由美穂の味方たち
「いい加減にしろよ!」
事務所の入り口に、修司が立っていた。
どうやら別の従業員が修司を呼びにいったらしく、慌てて駆け付けた修司は肩で息をしていた。
「なあ母さん、何で由美穂にそんなことを言うんだ⁉ 由美穂は仕事も家事もしっかりやってくれてるだろ! 何にもやってないあんたにそんなこと言われる筋合いはねえんだよ!」
修司に激怒され、愛子は目が点になっている。
「わ、私は、みんなのために言ってあげて……」
「うるさいっ! 皆もあんたに閉口してるんだ! 家を追い出されたくなかったら、もう黙っておいてくれ」
「な……っ、母親に何てこと言うんだい。そんな恩知らずなこと……」
愛子は助けを求めるように、従業員たちの表情を見回した。しかし誰もが修司の言葉に同調し、愛子から視線をそらした。
愛子の味方は1人もいない。それを理解するには十分だった。
愛子は唇を震わせ、何かを言おうとしたが言葉が出ず、そのまま黙って事務所を出て行ってしまった。もちろん誰もその愛子の後を追うことはなかった。
「大丈夫か?」
修司は心配そうに声をかけてきた。
「うん、大丈夫」
由美穂はそう答えた。他の従業員たちも心配そうな顔をしている。
「本当か? 無理せず、今日も休んでいいんだぞ」
「ううん、本当に大丈夫よ。みんな、ありがとね」
由美穂は皆にそう伝えた。うそではなかった。本当に重かった体が軽くなり、活力が湧いた。

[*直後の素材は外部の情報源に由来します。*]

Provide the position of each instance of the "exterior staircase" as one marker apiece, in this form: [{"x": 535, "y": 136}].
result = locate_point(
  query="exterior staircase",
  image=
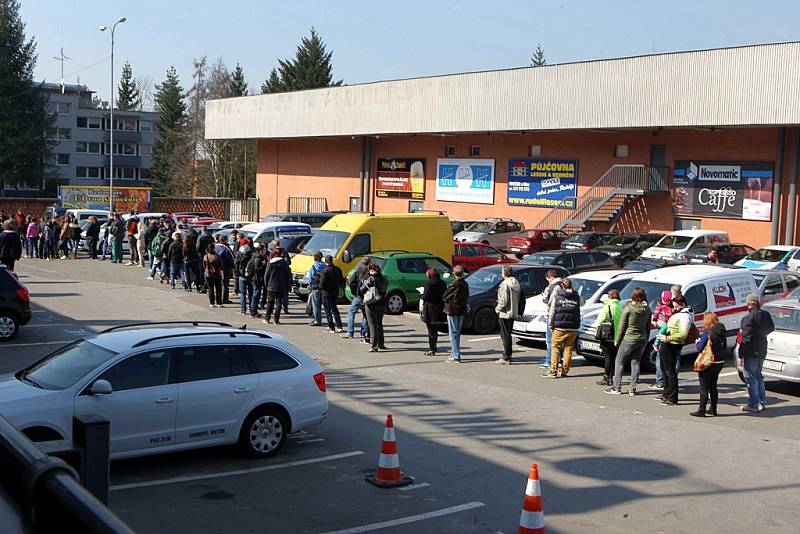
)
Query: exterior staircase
[{"x": 610, "y": 194}]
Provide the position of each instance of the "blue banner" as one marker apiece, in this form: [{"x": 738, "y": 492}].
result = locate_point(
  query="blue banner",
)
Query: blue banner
[{"x": 543, "y": 183}]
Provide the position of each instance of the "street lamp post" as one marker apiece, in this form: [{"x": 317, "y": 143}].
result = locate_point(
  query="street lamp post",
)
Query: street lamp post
[{"x": 111, "y": 121}]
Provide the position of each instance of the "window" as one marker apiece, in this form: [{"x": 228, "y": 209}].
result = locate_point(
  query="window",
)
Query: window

とにかく皆のために仕事をして貢献したい。由美穂の気持ちはそれだけだった。
その日の一件以来、愛子が工場に顔を出すことはなくなった。
修司や従業員たちはちゃんと自分を見てくれて、味方でいてくれる。そう思うだけで、何倍も力が出るような気がしていた。
これからも皆で力を合わせて、工場を切り盛りしていこうと由美穂は一層仕事に励んだ。
※複数の事例から着想を得たフィクションです。実在の人物や団体などとは関係ありません。